# Justice Department files objection to Texas voter ID law



## kwflatbed (Dec 29, 2004)

The Justice Department's civil rights division has objected to the new photo ID requirement for voters in Texas, saying many Hispanic voters lack state-issued identification.
The department says the state has failed to show that the newly enacted law has neither a discriminatory purpose nor effect.
In a letter to Texas officials, the Justice Department says Hispanic voters in Texas are as much as 120 percent more likely than non-Hispanic voters to lack a driver's license or personal state-issued photo ID.

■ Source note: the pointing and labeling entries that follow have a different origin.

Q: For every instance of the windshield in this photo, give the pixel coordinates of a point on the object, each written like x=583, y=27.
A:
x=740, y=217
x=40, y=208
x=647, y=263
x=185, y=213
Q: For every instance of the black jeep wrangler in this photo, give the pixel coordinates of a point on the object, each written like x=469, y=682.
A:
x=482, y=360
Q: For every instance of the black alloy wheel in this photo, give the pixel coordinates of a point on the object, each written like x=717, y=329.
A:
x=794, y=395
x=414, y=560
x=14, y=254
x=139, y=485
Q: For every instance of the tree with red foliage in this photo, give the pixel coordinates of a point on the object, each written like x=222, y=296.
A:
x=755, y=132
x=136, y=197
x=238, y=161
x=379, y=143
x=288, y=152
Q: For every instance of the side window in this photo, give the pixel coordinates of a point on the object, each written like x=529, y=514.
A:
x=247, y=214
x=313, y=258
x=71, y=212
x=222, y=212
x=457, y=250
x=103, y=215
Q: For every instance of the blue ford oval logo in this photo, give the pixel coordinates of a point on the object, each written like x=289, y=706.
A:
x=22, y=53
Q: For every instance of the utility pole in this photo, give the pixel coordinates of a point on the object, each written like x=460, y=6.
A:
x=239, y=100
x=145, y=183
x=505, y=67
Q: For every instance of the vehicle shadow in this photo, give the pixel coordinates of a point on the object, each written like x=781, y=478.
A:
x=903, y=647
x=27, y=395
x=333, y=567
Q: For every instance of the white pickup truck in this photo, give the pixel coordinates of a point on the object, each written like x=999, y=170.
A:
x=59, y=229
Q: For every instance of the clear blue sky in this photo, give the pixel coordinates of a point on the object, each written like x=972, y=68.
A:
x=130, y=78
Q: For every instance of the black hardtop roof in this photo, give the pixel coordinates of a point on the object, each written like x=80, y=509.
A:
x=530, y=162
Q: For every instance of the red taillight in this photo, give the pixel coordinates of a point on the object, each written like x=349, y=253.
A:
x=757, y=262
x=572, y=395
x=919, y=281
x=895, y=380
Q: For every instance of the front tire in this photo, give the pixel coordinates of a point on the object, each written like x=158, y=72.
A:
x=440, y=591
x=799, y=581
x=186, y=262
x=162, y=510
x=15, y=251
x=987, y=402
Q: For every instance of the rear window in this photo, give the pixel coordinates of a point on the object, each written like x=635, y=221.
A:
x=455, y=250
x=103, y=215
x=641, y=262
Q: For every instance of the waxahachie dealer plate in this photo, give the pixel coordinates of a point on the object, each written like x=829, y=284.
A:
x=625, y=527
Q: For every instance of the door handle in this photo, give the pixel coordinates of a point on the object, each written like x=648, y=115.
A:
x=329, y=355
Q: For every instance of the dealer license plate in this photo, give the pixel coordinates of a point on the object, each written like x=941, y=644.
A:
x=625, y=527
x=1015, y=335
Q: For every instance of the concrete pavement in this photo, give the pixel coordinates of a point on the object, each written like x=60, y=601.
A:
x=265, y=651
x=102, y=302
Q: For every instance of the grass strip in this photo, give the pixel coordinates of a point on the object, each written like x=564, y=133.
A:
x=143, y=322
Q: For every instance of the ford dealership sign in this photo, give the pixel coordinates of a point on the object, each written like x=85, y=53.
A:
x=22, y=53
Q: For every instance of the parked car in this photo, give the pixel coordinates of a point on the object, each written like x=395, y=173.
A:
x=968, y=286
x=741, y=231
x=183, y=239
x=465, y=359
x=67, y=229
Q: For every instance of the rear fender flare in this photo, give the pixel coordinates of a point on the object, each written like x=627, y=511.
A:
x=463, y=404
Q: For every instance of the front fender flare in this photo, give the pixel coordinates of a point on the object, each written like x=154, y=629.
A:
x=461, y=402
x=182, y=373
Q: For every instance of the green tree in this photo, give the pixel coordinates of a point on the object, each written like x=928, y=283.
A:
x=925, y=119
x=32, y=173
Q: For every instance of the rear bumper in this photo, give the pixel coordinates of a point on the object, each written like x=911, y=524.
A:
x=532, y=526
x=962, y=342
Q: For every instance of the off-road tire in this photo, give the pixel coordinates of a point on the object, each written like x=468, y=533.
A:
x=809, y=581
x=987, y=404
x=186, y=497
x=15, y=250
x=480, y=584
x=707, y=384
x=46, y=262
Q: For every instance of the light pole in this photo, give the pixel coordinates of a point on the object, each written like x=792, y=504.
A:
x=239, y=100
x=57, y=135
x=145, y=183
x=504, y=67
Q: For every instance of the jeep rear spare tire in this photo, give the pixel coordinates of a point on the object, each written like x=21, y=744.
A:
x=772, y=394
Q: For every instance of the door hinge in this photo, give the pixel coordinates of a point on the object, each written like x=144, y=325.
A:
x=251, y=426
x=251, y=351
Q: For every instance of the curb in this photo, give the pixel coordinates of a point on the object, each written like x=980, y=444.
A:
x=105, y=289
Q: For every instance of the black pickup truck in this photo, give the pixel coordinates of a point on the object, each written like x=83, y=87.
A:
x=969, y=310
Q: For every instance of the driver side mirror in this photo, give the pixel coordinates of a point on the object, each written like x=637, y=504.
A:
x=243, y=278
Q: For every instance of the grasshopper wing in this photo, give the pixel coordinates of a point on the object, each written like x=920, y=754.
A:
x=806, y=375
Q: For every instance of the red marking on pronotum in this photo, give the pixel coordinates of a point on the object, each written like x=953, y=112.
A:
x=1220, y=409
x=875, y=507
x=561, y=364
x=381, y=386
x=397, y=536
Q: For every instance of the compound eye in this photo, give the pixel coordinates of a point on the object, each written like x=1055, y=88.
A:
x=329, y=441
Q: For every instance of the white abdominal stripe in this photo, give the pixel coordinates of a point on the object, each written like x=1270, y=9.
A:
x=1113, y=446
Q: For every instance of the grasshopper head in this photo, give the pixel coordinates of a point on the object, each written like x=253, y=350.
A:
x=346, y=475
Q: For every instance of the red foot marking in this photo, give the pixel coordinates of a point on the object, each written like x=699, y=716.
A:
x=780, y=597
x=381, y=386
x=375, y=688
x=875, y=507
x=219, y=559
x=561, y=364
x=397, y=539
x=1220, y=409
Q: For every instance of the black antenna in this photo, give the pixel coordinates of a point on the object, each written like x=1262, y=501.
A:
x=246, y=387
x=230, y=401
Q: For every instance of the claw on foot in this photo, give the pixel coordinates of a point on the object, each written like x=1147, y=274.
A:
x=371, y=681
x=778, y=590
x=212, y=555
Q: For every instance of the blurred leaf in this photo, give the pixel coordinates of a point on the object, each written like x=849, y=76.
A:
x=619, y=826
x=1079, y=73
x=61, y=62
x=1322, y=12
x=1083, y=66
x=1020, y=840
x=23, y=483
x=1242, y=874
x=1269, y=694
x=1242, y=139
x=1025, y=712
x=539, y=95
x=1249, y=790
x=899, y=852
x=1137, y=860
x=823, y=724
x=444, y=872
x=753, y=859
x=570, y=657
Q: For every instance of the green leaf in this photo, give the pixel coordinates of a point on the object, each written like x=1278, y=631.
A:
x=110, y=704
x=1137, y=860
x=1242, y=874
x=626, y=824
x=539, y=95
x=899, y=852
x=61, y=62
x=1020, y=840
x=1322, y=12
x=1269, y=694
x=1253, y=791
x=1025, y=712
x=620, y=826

Read more: http://www.foxnews.com/politics/2012/03/12/justice-department-files-objection-to-texas-voter-id-law/#ixzz1ouwPOGjC


----------



## Guest (Mar 12, 2012)

I have a question....why do I encounter so many drunk illegal aliens who lack a state-issued ID card, when you're supposed to present one when buying alcoholic beverages?


----------



## HistoryHound (Aug 30, 2008)

My daughter voted for the first time in the primary. We were about halfway to the polling place when she said we had to turn around because she forgot her license. She looked at me like I had two heads when I told her she didn't need it. Maybe it's just me, but if a kid thinks that you should have to prove who you are to vote; then, shouldn't the Justice Department get it?


----------



## adroitcuffs (Jun 3, 2006)

> In a letter to Texas officials, the Justice Department says Hispanic voters in Texas are as much as 120 percent more likely than non-Hispanic voters to lack a driver's license or personal state-issued photo ID.




Gee, let's examine the reasons why an individual may lack a driver's license or personal state-issued photo ID.... 

*****


----------



## Marks72 (Jan 30, 2009)

Yup... Here goes NObama setting up 'his' illegals for thier vote. Only in America. I love my country but, God, I hate the political corruption and what we're becoming. Close the damn borders.


----------



## 7costanza (Aug 29, 2006)

Who the fuck is running the DOJ under this clusterfuck , did Obama hire Perez Hilton. What a bunch of ballwashing bastards.


----------